Das Europäische Emissionshandelssystem (ETS-2) soll ab 2028 schrittweise den bisherigen nationalen Emissionshandel (nEHS) ersetzen. Ziel der entsprechenden EU-Gesetzgebung ist es, dass die CO₂-Bepreisung künftig in ganz Europa einheitlich geregelt ist. Eines ist schon heute klar: Wer mit Gas, Öl und Kohle heizt, egal ob im Eigenheim oder zur Miete, muss durch ETS-2 mit deutlichen Mehrkosten rechnen.
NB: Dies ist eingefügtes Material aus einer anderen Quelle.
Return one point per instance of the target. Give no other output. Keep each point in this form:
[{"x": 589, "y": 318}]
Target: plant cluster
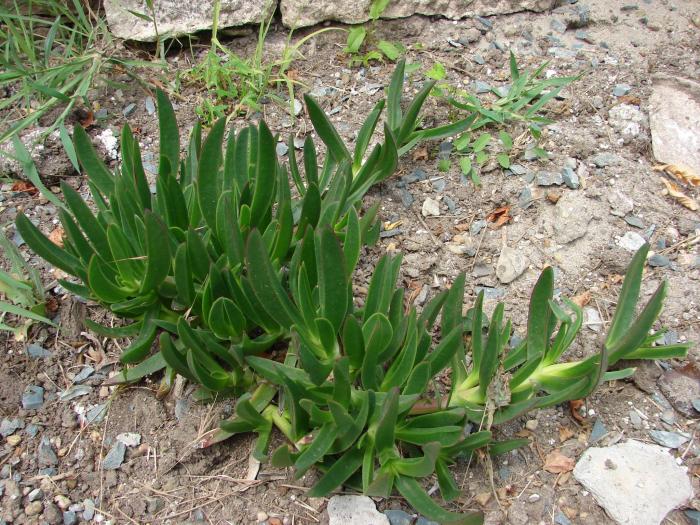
[
  {"x": 521, "y": 102},
  {"x": 236, "y": 84},
  {"x": 360, "y": 38},
  {"x": 228, "y": 270},
  {"x": 21, "y": 293},
  {"x": 51, "y": 54}
]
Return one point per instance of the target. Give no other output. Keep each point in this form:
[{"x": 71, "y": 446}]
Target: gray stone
[
  {"x": 674, "y": 117},
  {"x": 627, "y": 120},
  {"x": 681, "y": 390},
  {"x": 557, "y": 25},
  {"x": 281, "y": 149},
  {"x": 354, "y": 510},
  {"x": 150, "y": 105},
  {"x": 668, "y": 439},
  {"x": 631, "y": 241},
  {"x": 35, "y": 494},
  {"x": 598, "y": 431},
  {"x": 570, "y": 218},
  {"x": 45, "y": 453},
  {"x": 81, "y": 376},
  {"x": 32, "y": 397},
  {"x": 300, "y": 13},
  {"x": 129, "y": 110},
  {"x": 621, "y": 90},
  {"x": 591, "y": 319},
  {"x": 658, "y": 260},
  {"x": 634, "y": 221},
  {"x": 88, "y": 509},
  {"x": 176, "y": 18},
  {"x": 115, "y": 456},
  {"x": 398, "y": 517},
  {"x": 605, "y": 159},
  {"x": 37, "y": 352},
  {"x": 10, "y": 426},
  {"x": 511, "y": 264},
  {"x": 549, "y": 178},
  {"x": 571, "y": 178},
  {"x": 476, "y": 227},
  {"x": 431, "y": 208},
  {"x": 620, "y": 204},
  {"x": 634, "y": 482}
]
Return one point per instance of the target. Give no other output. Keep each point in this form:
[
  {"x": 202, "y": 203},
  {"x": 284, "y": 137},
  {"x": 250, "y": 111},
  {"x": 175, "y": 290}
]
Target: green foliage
[
  {"x": 233, "y": 84},
  {"x": 222, "y": 266},
  {"x": 51, "y": 54},
  {"x": 362, "y": 45},
  {"x": 523, "y": 103},
  {"x": 21, "y": 293}
]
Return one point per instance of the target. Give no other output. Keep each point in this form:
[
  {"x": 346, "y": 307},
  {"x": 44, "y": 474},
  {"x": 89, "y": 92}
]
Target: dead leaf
[
  {"x": 674, "y": 191},
  {"x": 499, "y": 217},
  {"x": 553, "y": 196},
  {"x": 24, "y": 186},
  {"x": 420, "y": 153},
  {"x": 56, "y": 236},
  {"x": 565, "y": 433},
  {"x": 482, "y": 498},
  {"x": 574, "y": 405},
  {"x": 629, "y": 99},
  {"x": 681, "y": 173},
  {"x": 582, "y": 299},
  {"x": 557, "y": 463}
]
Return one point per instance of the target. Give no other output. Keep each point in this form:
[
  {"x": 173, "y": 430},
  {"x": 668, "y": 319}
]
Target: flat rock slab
[
  {"x": 636, "y": 483},
  {"x": 354, "y": 510},
  {"x": 177, "y": 18},
  {"x": 300, "y": 13},
  {"x": 674, "y": 116}
]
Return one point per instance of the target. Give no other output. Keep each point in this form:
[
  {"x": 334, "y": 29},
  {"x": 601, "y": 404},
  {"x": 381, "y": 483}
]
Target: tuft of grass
[
  {"x": 234, "y": 84},
  {"x": 51, "y": 54}
]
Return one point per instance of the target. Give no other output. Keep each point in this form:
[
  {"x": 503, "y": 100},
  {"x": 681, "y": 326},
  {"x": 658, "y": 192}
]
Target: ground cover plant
[{"x": 226, "y": 265}]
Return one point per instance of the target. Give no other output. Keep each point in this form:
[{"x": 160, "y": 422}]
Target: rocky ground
[{"x": 74, "y": 451}]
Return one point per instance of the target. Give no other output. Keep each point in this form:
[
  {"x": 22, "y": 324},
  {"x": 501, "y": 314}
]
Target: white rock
[
  {"x": 591, "y": 319},
  {"x": 636, "y": 483},
  {"x": 130, "y": 439},
  {"x": 176, "y": 18},
  {"x": 674, "y": 117},
  {"x": 354, "y": 510},
  {"x": 511, "y": 264},
  {"x": 571, "y": 217},
  {"x": 627, "y": 120},
  {"x": 300, "y": 13},
  {"x": 431, "y": 208},
  {"x": 620, "y": 204},
  {"x": 631, "y": 241}
]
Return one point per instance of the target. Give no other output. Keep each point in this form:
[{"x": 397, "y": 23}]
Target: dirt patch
[{"x": 164, "y": 479}]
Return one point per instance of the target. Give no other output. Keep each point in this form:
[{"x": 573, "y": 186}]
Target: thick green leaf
[
  {"x": 419, "y": 500},
  {"x": 169, "y": 131},
  {"x": 326, "y": 130},
  {"x": 629, "y": 295},
  {"x": 157, "y": 252},
  {"x": 338, "y": 473},
  {"x": 539, "y": 315},
  {"x": 44, "y": 248}
]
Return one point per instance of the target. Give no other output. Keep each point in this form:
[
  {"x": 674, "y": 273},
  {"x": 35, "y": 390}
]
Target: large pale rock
[
  {"x": 636, "y": 483},
  {"x": 176, "y": 18},
  {"x": 354, "y": 510},
  {"x": 674, "y": 117},
  {"x": 300, "y": 13}
]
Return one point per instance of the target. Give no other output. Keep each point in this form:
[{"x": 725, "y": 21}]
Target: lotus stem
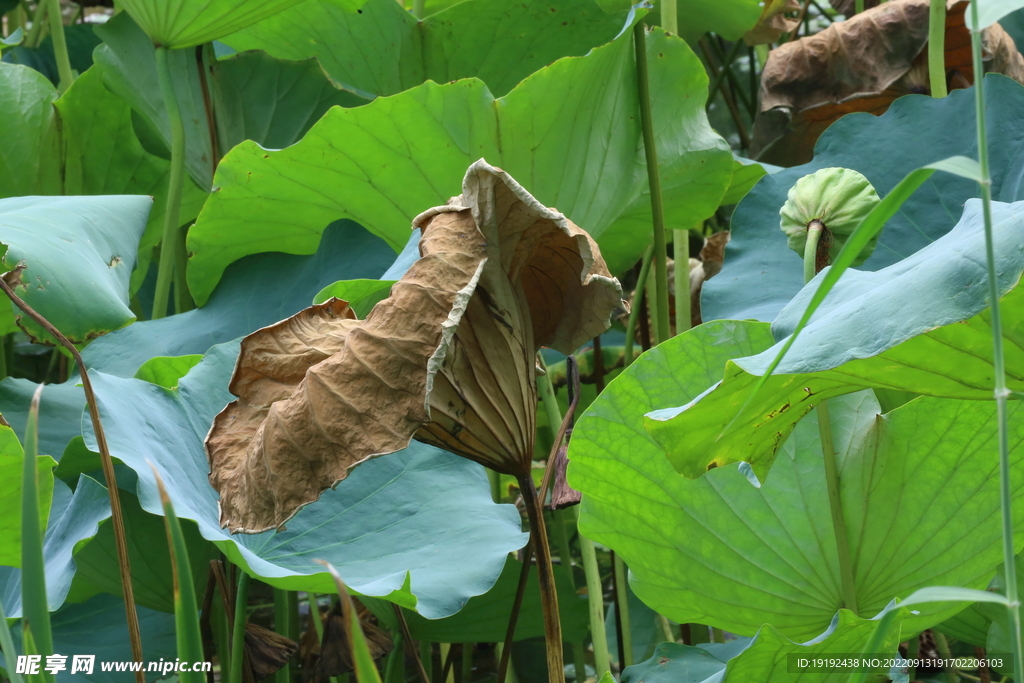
[
  {"x": 38, "y": 20},
  {"x": 811, "y": 250},
  {"x": 35, "y": 609},
  {"x": 670, "y": 16},
  {"x": 282, "y": 624},
  {"x": 631, "y": 325},
  {"x": 847, "y": 581},
  {"x": 681, "y": 250},
  {"x": 67, "y": 76},
  {"x": 623, "y": 610},
  {"x": 239, "y": 628},
  {"x": 1000, "y": 391},
  {"x": 117, "y": 517},
  {"x": 595, "y": 597},
  {"x": 170, "y": 243},
  {"x": 520, "y": 591},
  {"x": 410, "y": 648},
  {"x": 545, "y": 570},
  {"x": 660, "y": 299},
  {"x": 937, "y": 48}
]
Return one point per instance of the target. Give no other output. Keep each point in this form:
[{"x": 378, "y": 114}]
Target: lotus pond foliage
[{"x": 355, "y": 341}]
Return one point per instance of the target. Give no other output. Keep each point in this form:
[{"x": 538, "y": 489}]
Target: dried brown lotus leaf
[
  {"x": 862, "y": 65},
  {"x": 446, "y": 358}
]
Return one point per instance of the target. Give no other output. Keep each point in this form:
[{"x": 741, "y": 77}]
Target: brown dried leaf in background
[
  {"x": 777, "y": 16},
  {"x": 266, "y": 651},
  {"x": 446, "y": 358},
  {"x": 335, "y": 657},
  {"x": 861, "y": 65},
  {"x": 847, "y": 7}
]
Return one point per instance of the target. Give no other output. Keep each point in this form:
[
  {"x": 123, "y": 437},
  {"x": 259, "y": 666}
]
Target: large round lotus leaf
[
  {"x": 75, "y": 517},
  {"x": 569, "y": 134},
  {"x": 98, "y": 627},
  {"x": 383, "y": 49},
  {"x": 767, "y": 656},
  {"x": 761, "y": 274},
  {"x": 180, "y": 24},
  {"x": 385, "y": 527},
  {"x": 251, "y": 295},
  {"x": 901, "y": 328},
  {"x": 11, "y": 462},
  {"x": 76, "y": 255},
  {"x": 920, "y": 492}
]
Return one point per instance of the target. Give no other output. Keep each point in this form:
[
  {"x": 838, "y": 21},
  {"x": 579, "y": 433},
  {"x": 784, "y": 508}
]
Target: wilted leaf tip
[{"x": 448, "y": 358}]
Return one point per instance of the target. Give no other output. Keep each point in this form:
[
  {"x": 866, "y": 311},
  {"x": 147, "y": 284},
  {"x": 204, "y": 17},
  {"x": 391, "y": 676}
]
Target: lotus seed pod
[{"x": 840, "y": 199}]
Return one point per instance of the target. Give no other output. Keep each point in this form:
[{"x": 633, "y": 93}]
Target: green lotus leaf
[
  {"x": 80, "y": 39},
  {"x": 75, "y": 517},
  {"x": 252, "y": 295},
  {"x": 28, "y": 157},
  {"x": 384, "y": 527},
  {"x": 756, "y": 283},
  {"x": 97, "y": 627},
  {"x": 765, "y": 657},
  {"x": 60, "y": 409},
  {"x": 74, "y": 257},
  {"x": 256, "y": 96},
  {"x": 865, "y": 335},
  {"x": 838, "y": 199},
  {"x": 730, "y": 18},
  {"x": 485, "y": 617},
  {"x": 153, "y": 582},
  {"x": 167, "y": 370},
  {"x": 383, "y": 49},
  {"x": 128, "y": 63},
  {"x": 11, "y": 462},
  {"x": 361, "y": 295},
  {"x": 93, "y": 151},
  {"x": 189, "y": 23},
  {"x": 919, "y": 485},
  {"x": 571, "y": 144}
]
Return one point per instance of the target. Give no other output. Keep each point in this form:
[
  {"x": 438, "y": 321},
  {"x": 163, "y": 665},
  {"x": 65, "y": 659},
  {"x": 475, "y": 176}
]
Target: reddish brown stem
[
  {"x": 545, "y": 570},
  {"x": 134, "y": 634}
]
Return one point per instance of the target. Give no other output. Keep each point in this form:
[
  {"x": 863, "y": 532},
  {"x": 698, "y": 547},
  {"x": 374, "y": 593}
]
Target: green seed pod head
[{"x": 840, "y": 198}]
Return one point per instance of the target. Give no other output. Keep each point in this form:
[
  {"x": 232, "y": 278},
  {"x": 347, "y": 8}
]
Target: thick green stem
[
  {"x": 38, "y": 20},
  {"x": 563, "y": 520},
  {"x": 546, "y": 575},
  {"x": 811, "y": 250},
  {"x": 239, "y": 628},
  {"x": 169, "y": 245},
  {"x": 681, "y": 251},
  {"x": 836, "y": 508},
  {"x": 623, "y": 608},
  {"x": 495, "y": 479},
  {"x": 282, "y": 624},
  {"x": 631, "y": 325},
  {"x": 654, "y": 181},
  {"x": 937, "y": 48},
  {"x": 595, "y": 596},
  {"x": 847, "y": 583},
  {"x": 1001, "y": 392},
  {"x": 670, "y": 16},
  {"x": 67, "y": 76}
]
Nach Angaben von Enpal gilt das aktuell für die meisten Haushalte, denn zurzeit heizen hierzulande noch knapp 64 % der Haushalte mit Gas, rund 10 % mit Heizöl und etwa 0,15 % mit Kohle. Nach Angaben des Energieunternehmens droht diesen Haushalten eine „CO₂-Preisexplosion“, die allerdings je nach Energieverbrauch beziehungsweise Energieeffizienzklasse des Gebäudes unterschiedlich hoch ausfallen wird.
Drei Szenarien
Laut der Enpal-Analyse könnten auf Gas-Haushalte – je nach Verbrauch – jährliche Mehrkosten von bis zu 1.425 Euro zukommen. Bei Heizöl wären es bis zu 1.840 Euro, bei Kohle sogar bis zu 2.375 Euro. Die hier genannten zusätzlichen Maximalkosten beziehen sich auf das besonders teure „Szenario 3“, das von einem CO₂-Preis von 250 Euro pro Tonne ausgeht. In der Studie werden darüber hinaus auch Mehrkosten für das Szenario 1 (55 Euro/Tonne) und das Szenario 2 (160 Euro/Tonne CO₂) berechnet.
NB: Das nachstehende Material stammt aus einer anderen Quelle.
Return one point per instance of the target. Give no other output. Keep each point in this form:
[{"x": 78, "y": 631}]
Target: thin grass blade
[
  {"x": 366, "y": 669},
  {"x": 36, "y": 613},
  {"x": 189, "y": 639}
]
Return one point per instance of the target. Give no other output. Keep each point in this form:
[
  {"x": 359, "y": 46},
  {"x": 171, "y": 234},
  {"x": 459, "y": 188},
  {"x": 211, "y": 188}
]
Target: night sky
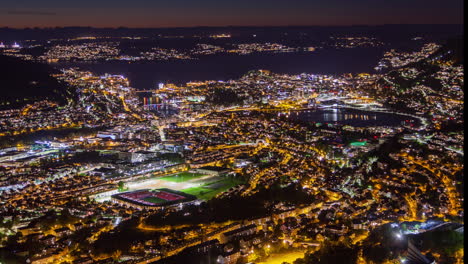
[{"x": 189, "y": 13}]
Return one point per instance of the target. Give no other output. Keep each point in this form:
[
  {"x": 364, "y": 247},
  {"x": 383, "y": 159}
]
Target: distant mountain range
[
  {"x": 24, "y": 82},
  {"x": 385, "y": 31}
]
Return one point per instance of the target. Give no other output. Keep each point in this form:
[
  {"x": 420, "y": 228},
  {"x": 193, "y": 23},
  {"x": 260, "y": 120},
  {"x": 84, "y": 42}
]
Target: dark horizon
[
  {"x": 237, "y": 26},
  {"x": 183, "y": 13}
]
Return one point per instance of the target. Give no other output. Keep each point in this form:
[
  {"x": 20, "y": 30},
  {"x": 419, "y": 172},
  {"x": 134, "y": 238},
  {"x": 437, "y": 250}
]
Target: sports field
[
  {"x": 153, "y": 197},
  {"x": 211, "y": 189},
  {"x": 204, "y": 187},
  {"x": 154, "y": 200}
]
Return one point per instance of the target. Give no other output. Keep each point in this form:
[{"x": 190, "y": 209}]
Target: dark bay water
[
  {"x": 147, "y": 75},
  {"x": 359, "y": 118}
]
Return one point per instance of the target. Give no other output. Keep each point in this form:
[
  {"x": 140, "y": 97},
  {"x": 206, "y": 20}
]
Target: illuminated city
[{"x": 231, "y": 144}]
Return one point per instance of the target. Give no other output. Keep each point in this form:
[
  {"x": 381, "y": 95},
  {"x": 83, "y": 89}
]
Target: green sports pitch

Die Preissimulation mithilfe verschiedener Szenarien ist notwendig, weil sich die tatsächliche Entwicklung des CO₂-Preises für die Gebäudebeheizung im System ETS-2 nicht genau vorhersagen lässt. Warum? Weil der Preis ab 2028 erstmals vollständig frei durch Angebot und Nachfrage am Zertifikate-Markt bestimmt wird. Hintergrund: Unternehmen, die Brennstoffe wie Gas, Öl oder Kohle vertreiben, müssen Emissionszertifikate erwerben und abgeben. Diese Zertifikate werden durch Auktionen verteilt und ihre Menge wird jährlich reduziert, sodass ein Preisanreiz zur Emissionsminderung entsteht.
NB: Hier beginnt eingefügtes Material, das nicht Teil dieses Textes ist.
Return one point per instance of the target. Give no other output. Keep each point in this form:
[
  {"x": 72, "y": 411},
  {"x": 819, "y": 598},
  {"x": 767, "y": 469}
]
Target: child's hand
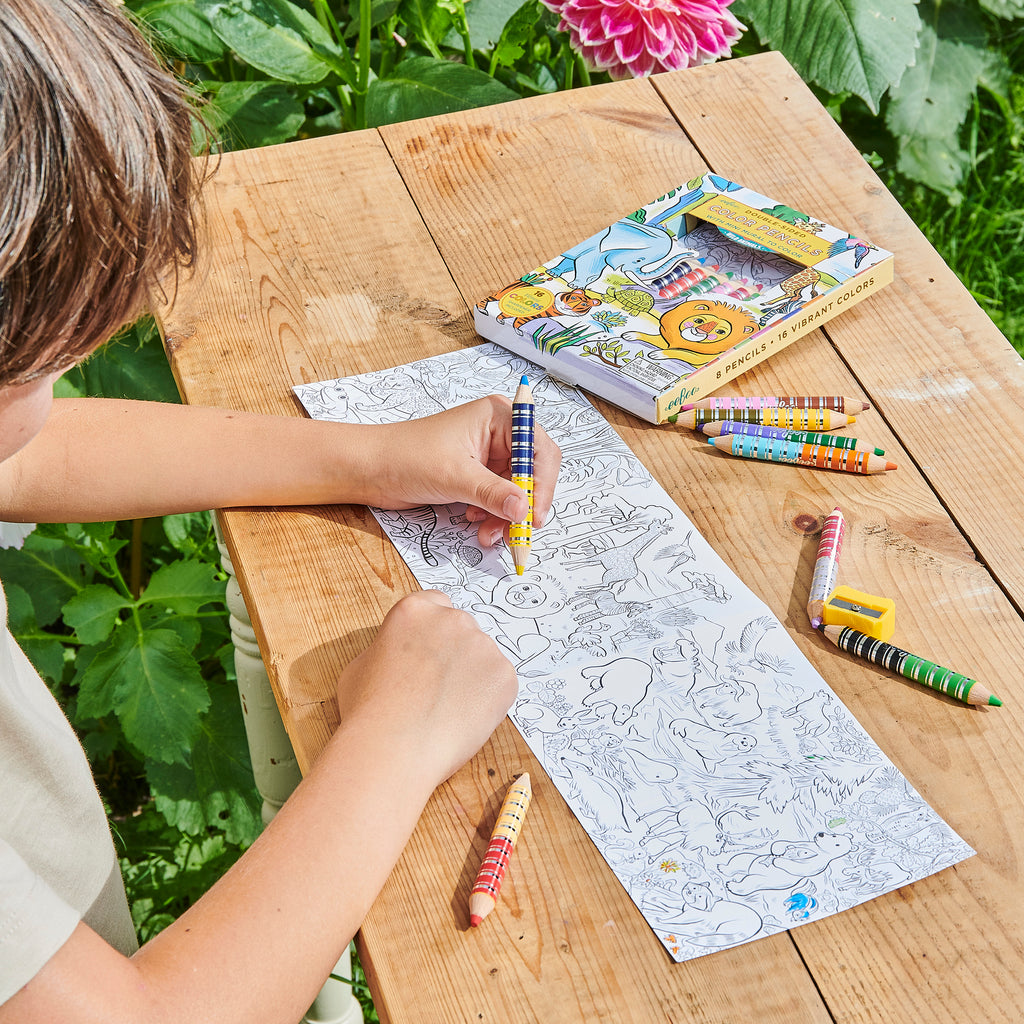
[
  {"x": 432, "y": 686},
  {"x": 461, "y": 455}
]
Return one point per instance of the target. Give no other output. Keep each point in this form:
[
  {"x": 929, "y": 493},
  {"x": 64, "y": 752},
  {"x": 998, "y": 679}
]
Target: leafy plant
[
  {"x": 913, "y": 69},
  {"x": 126, "y": 623}
]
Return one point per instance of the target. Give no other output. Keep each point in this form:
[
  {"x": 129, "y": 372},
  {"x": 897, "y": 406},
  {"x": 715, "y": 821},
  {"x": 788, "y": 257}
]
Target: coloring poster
[{"x": 728, "y": 788}]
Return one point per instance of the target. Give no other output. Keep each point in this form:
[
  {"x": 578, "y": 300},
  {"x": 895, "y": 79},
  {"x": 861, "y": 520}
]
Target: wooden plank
[
  {"x": 318, "y": 266},
  {"x": 340, "y": 282},
  {"x": 931, "y": 360},
  {"x": 764, "y": 520}
]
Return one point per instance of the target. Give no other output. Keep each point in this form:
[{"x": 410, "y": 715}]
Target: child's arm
[
  {"x": 256, "y": 948},
  {"x": 100, "y": 459}
]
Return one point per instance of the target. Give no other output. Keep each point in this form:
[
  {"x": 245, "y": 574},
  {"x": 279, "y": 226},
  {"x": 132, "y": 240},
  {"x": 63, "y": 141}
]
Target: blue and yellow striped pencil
[{"x": 520, "y": 534}]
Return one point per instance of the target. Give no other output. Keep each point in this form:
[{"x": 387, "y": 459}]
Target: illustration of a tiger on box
[
  {"x": 522, "y": 302},
  {"x": 698, "y": 330}
]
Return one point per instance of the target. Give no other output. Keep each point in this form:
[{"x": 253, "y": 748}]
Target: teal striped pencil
[{"x": 909, "y": 666}]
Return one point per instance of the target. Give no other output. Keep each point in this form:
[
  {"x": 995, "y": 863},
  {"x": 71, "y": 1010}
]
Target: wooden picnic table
[{"x": 335, "y": 256}]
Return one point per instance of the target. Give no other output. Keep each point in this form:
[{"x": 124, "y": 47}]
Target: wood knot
[{"x": 806, "y": 523}]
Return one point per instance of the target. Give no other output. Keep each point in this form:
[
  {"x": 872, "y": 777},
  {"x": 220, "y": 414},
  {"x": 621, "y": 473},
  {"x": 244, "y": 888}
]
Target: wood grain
[{"x": 334, "y": 256}]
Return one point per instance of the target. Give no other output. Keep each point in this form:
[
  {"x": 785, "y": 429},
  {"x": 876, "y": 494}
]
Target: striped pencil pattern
[{"x": 520, "y": 534}]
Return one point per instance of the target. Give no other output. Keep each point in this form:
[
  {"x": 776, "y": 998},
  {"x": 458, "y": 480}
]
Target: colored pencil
[
  {"x": 795, "y": 454},
  {"x": 521, "y": 534},
  {"x": 781, "y": 416},
  {"x": 825, "y": 565},
  {"x": 804, "y": 436},
  {"x": 909, "y": 666},
  {"x": 835, "y": 401},
  {"x": 496, "y": 860}
]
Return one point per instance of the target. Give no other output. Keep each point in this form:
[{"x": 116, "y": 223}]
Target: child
[{"x": 96, "y": 192}]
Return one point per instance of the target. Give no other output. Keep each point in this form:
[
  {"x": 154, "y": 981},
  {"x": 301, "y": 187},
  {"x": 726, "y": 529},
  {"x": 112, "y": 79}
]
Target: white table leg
[{"x": 276, "y": 772}]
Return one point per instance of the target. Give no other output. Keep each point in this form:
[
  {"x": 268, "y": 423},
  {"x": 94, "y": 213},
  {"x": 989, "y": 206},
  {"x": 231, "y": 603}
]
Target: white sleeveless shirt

Die in der der Enpal-Analyse berechneten Mehrkosten beziehen sich übrigens auf einen Vier-Personen-Haushalt mit 95 m2 Wohnfläche. Der Energieverbrauch der Haushalte wurde basierend auf Werten der Verbraucherzentrale für Gebäude der Energieeffizienzklassen C und G berechnet. Der CO₂-Ausstoß der Heizungen wurde mithilfe der Emissionsfaktoren aus dem Gebäudeenergiegesetz (GEG) ermittelt.
Wer in der Enpal-Studie blättert, wird feststellen, dass dort durchweg das Jahr 2027 als Starschuss für das Europäische Emissionshandelssystem im Gebäudesektor genannt wird. So war es bis vor Kurzem auch geplant. Im November 2025 wurde dann jedoch kurzfristig beschlossen, die Einführung von ETS-2 um ein Jahr auf 2028 zu verschieben.
Einfluss der Gebäudeeffizienz
Die Studie zeigt, wie stark die realen Mehrkosten ab 2027 (beziehungsweise jetzt erst ab 2028) von der Effizienzklasse des jeweiligen Gebäudes abhängt. Hintergrund: Häuser, die besonders energieeffizient sind, werden in die Energieeffizienzklassen A+ oder A eingestuft. Das bedeutet, das sie einen jährlichen Endenergiebedarf von unter 30 kWh/m² beziehungsweise von 30 bis 50 kWh/m² haben. Die weiteren Klassen stehen für Jahresverbräuche von 50 bis 75 kWh/m² (B), 75 bis 100 kWh/m² (C), 100 bis 130 kWh/m² (D), 130 bis 160 kWh/m² (E), 160 bis 200 kWh/m² (F), 200 bis 250 kWh/m² (G) beziehungsweise mehr als 250 kWh/m² (H).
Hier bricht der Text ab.